O
que acontecerá no Brasil quando a variante delta se espalhar pelo país inteiro?
Olhando para os índices de EUA e
Reino Unido, não é difícil concluir a chegada de uma nova onda entre nós
Drauzio Varella,
Folha de S. Paulo
Assisti
incrédulo ao final da Eurocopa, em Londres. Aquele bando de homens suados,
pulando, gritando e se abraçando não podia acabar bem.
Com
base na redução do número de casos, de hospitalizações e de mortes no Reino
Unido, o governo planejara para 21 de junho o “freedom day”, quando todas as medidas
restritivas seriam suspensas. Como faltou combinar com o
coronavírus, a chegada da
variante delta fez crescer o número de doentes e adiou para 21
de julho a data tão aguardada.
Não
houve consenso entre os países membros.
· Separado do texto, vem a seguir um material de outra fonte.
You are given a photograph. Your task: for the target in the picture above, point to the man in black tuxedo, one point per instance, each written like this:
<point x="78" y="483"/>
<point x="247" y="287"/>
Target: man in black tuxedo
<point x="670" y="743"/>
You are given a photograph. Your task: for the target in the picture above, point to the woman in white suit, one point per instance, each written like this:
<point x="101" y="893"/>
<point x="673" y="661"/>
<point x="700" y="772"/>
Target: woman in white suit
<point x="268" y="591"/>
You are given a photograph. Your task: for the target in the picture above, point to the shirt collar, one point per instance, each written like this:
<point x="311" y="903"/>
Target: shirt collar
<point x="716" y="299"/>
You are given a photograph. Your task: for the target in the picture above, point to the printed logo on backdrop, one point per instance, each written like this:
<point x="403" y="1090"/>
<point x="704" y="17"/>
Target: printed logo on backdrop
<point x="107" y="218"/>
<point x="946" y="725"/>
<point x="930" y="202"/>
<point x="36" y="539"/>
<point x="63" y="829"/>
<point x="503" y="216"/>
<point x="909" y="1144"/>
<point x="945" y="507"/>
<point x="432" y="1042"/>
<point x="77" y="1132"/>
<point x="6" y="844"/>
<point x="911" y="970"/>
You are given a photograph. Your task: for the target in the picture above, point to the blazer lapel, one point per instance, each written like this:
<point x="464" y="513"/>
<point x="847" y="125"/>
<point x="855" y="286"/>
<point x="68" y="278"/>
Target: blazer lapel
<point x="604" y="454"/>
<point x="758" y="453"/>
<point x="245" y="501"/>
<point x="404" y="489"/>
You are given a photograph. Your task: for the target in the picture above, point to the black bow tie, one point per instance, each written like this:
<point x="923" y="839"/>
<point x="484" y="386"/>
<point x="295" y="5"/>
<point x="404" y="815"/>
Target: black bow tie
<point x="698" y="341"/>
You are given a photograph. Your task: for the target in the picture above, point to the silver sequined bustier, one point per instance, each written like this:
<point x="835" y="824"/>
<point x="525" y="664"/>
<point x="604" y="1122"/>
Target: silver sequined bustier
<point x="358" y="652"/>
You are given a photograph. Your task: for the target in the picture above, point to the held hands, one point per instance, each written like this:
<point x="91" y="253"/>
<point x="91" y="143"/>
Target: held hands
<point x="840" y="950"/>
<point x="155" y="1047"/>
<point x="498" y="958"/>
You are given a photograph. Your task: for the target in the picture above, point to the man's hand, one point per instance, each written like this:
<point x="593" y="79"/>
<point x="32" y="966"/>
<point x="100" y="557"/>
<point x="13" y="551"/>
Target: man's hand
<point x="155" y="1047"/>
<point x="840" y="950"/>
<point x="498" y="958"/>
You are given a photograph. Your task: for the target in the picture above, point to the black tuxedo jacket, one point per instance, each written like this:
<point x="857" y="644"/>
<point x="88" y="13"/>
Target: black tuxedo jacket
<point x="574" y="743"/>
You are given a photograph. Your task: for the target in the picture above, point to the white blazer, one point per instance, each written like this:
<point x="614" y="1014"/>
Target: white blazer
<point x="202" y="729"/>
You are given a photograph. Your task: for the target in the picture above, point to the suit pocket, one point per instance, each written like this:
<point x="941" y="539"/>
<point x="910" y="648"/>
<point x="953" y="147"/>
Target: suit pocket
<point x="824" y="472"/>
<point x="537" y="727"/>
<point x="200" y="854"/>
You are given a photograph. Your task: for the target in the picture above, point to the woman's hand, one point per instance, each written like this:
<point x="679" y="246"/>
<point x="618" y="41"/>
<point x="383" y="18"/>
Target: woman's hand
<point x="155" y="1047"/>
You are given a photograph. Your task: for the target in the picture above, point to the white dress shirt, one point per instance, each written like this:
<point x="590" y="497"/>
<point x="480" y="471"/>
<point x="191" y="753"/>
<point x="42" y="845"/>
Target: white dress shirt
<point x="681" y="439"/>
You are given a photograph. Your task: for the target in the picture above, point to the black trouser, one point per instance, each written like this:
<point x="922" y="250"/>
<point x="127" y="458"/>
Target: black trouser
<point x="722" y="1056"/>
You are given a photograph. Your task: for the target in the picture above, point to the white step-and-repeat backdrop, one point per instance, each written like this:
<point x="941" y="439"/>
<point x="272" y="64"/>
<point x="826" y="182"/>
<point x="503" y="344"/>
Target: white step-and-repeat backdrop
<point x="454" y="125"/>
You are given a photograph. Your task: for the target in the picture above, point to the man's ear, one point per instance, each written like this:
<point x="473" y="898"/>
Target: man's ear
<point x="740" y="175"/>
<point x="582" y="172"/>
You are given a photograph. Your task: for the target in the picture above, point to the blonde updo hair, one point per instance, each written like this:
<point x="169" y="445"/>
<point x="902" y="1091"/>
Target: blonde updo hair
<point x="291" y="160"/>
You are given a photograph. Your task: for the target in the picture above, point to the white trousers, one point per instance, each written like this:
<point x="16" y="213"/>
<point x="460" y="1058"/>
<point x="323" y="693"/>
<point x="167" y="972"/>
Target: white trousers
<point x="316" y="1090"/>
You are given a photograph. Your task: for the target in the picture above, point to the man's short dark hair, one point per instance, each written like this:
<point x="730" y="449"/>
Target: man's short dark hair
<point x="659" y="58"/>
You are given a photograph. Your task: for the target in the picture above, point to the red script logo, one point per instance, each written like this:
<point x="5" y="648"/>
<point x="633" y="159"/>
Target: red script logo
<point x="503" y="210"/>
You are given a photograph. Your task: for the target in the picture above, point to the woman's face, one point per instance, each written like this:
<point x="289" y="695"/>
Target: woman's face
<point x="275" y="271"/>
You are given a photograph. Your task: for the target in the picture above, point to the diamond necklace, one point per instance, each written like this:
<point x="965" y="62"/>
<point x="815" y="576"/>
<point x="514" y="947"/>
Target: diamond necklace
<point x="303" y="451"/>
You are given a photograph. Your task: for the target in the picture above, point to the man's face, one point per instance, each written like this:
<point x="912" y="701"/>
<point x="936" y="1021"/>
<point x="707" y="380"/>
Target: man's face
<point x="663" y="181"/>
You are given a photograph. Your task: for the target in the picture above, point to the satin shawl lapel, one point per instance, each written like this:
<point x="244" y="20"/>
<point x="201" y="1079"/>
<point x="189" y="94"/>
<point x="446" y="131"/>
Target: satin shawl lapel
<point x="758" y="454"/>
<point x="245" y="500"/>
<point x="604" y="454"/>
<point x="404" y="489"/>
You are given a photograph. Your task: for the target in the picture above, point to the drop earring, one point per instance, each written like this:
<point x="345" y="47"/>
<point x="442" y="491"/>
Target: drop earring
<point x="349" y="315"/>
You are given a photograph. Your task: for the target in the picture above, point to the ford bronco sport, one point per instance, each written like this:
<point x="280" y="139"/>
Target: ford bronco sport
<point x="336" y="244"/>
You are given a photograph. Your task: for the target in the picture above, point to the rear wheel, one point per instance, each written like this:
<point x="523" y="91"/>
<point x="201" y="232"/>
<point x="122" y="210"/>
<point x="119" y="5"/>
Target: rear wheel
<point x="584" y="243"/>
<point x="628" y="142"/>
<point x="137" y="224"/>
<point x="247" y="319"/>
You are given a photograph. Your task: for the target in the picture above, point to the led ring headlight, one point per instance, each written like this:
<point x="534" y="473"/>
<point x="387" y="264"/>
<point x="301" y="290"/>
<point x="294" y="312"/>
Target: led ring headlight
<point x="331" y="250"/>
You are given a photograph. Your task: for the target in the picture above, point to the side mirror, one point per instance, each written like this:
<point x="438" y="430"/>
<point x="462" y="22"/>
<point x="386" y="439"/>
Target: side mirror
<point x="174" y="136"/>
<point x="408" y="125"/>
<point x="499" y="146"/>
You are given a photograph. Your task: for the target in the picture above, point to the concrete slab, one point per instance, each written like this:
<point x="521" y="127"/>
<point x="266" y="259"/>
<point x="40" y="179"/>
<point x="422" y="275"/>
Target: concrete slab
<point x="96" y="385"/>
A Inglaterra aboliu o uso de máscaras e
liberou as aglomerações; Escócia, País de Gales e Irlanda do Norte, não.
Entre
os especialistas, as reações contrárias foram veementes. Peter English,
ex-presidente da British Medical Association, afirmou: “Não há absolutamente
nenhuma justificativa para relaxar as restrições agora”. Mais de cem cientistas
britânicos e de outros países encaminharam uma carta para a revista médica The
Lancet, na qual acusaram o governo de “embarcar num experimento perigoso e
antiético”.
Mike
Ryan, diretor do Programa de Emergências da Organização Mundial da Saúde, em
Genebra, advertiu que “a pressa para reabrir as economias, que aceita as novas
infecções como inevitáveis e as encoraja a ocorrer mais cedo, é reflexo de
vazio moral e estupidez epidemiológica”.
Deu
no que deu. O aumento do
número de casos no Reino Unido acontece apesar de cerca de 68%
dos britânicos já terem recebido a primeira dose, e 52%, a segunda, números bem
mais favoráveis do que os nossos.
Fenômeno semelhante aconteceu na Holanda, que levantou a
obrigatoriedade do uso de máscara e promoveu reabertura total do comércio em 26
de junho. Duas semanas mais tarde, o recrudescimento da epidemia obrigou as
autoridades a voltar atrás.
Em plenas
Olimpíadas, Tóquio assiste ao aumento do número de casos.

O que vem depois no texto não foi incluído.